I cyber criminali rubano i dati dei giocatori

I ricercatori di G Data, famosa azienda specializzata nelle soluzioni informatiche relative alla sicurezza dei sistemi, hanno condotto una ricerca che è durata due mesi inerente alla commercializzazione illegale di account di gioco.

La ricerca condotta su molti forum illegali ha permesso di evidenziare che gli account di World of Warcraft o Steam, sono tra i più venduti e a cifre di 50 euro.

In questi forum, vengono messi in vendita i dati rubati ai giocatori, si possono trovare i dati di accesso per quasi tutti i più popolari giochi online al prezzo di pochi euro, anche se quest'ultimo varia a causa del rapporto fra domanda e offerta, ma anche dalla qualità dell’account o da eventuali sconti sulle quantità e dall’abilità di negoziazione tra le parti.

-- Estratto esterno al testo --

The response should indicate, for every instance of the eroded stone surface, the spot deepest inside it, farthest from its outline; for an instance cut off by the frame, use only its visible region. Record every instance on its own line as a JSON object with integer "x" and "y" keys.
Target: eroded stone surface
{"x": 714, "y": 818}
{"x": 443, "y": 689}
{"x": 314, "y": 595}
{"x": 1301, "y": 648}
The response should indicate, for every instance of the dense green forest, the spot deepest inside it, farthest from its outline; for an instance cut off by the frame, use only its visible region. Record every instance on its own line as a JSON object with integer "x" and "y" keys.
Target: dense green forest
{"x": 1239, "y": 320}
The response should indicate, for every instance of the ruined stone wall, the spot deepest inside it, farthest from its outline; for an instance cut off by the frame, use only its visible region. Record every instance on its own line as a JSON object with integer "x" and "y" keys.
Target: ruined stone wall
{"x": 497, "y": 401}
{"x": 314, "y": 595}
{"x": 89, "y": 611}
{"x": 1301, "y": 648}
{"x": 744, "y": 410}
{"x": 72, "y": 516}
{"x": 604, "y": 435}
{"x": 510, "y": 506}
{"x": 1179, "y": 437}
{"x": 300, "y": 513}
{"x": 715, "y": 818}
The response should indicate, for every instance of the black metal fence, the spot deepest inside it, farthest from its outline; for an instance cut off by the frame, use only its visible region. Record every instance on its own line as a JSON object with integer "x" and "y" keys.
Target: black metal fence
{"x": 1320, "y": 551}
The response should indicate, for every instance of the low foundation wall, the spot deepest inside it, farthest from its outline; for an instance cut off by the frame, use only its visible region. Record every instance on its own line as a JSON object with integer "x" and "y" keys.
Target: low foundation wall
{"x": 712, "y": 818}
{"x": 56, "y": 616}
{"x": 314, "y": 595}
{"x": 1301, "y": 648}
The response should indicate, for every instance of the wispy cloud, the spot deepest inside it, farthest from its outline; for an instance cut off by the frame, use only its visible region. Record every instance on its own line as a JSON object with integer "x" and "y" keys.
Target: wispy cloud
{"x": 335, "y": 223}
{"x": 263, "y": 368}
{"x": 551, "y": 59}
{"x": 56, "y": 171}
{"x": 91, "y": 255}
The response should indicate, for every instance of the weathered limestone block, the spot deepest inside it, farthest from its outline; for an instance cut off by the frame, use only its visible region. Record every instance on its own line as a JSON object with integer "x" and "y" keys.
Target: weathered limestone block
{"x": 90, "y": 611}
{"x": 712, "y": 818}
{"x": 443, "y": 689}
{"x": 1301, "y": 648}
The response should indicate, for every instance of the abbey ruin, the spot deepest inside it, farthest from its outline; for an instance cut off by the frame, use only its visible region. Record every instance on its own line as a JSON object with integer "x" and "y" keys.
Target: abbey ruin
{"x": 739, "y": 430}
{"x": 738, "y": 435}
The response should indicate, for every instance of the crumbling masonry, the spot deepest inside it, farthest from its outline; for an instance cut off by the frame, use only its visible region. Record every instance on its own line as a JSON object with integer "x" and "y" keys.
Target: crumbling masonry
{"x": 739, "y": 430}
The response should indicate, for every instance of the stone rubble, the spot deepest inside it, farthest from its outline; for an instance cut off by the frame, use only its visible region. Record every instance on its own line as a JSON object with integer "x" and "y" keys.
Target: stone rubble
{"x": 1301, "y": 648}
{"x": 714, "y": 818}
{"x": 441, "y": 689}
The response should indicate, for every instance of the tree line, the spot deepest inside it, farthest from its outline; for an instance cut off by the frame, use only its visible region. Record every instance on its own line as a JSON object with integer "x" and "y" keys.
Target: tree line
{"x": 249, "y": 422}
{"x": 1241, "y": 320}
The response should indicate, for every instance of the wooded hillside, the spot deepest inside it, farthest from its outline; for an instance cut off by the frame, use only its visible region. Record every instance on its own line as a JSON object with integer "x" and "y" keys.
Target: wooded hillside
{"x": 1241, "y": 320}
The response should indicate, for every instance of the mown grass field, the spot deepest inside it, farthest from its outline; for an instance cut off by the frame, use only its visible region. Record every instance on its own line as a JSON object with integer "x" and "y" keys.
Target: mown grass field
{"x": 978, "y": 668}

I criminali traggono la maggior parte dei loro profitti dagli account di Steam che contengono una gran mole di dati di accesso per giochi differenti”, ha dichiarato Ralf Benzmüller, esperto di sicurezza di G Data. “Il furto dei dati viene attuato utilizzando speciale malware senza che le ignare vittime possano accorgersene. Una volta che il malware viene introdotto nel Pc degli utenti, tutti i dati inseriti vengono loggati e automaticamente inoltrati ai criminali. Sfortunatamente molti giocatori non si preoccupano di utilizzare soluzioni antivirus performanti per non inficiare le performance del Pc e questo li rende facili prede dei cyber criminali.”
Gli esperti di G Data Security Labs hanno poi analizzato quasi tutti I giochi online. Dopo World of Warcraft e Steam questi sono i dieci giochi più appetibili per i criminali online:

• Call of Duty
• Counter-Strike: Source
• Day of Defeat
• Eve Online
• Half-Life
• Opposing Force
• Left 4 Dead
• Team Fortress
• Unreal Tournament 3
• Warhammer 40,000 Dawn Of War II

Secondo l’ultimo report di BitKon, nella sola Germania ci sono ben 10 milioni di videogiocatori ed i numeri sono in costante crescita. Purtroppo non è solo l’industria del videogioco che sta beneficiando di questo trend positivo. I criminali online, infatti, da tempo si stanno concentrando su questa community. In occasione della Gamescon di Colonia G Data ha analizzato una serie di forum illegali che si occupano del fenomeno del gaming online scoprendo che gli account di World of Warcraft o Steam, venduti anche a 50 euro, rappresentano dei veri e propri best seller.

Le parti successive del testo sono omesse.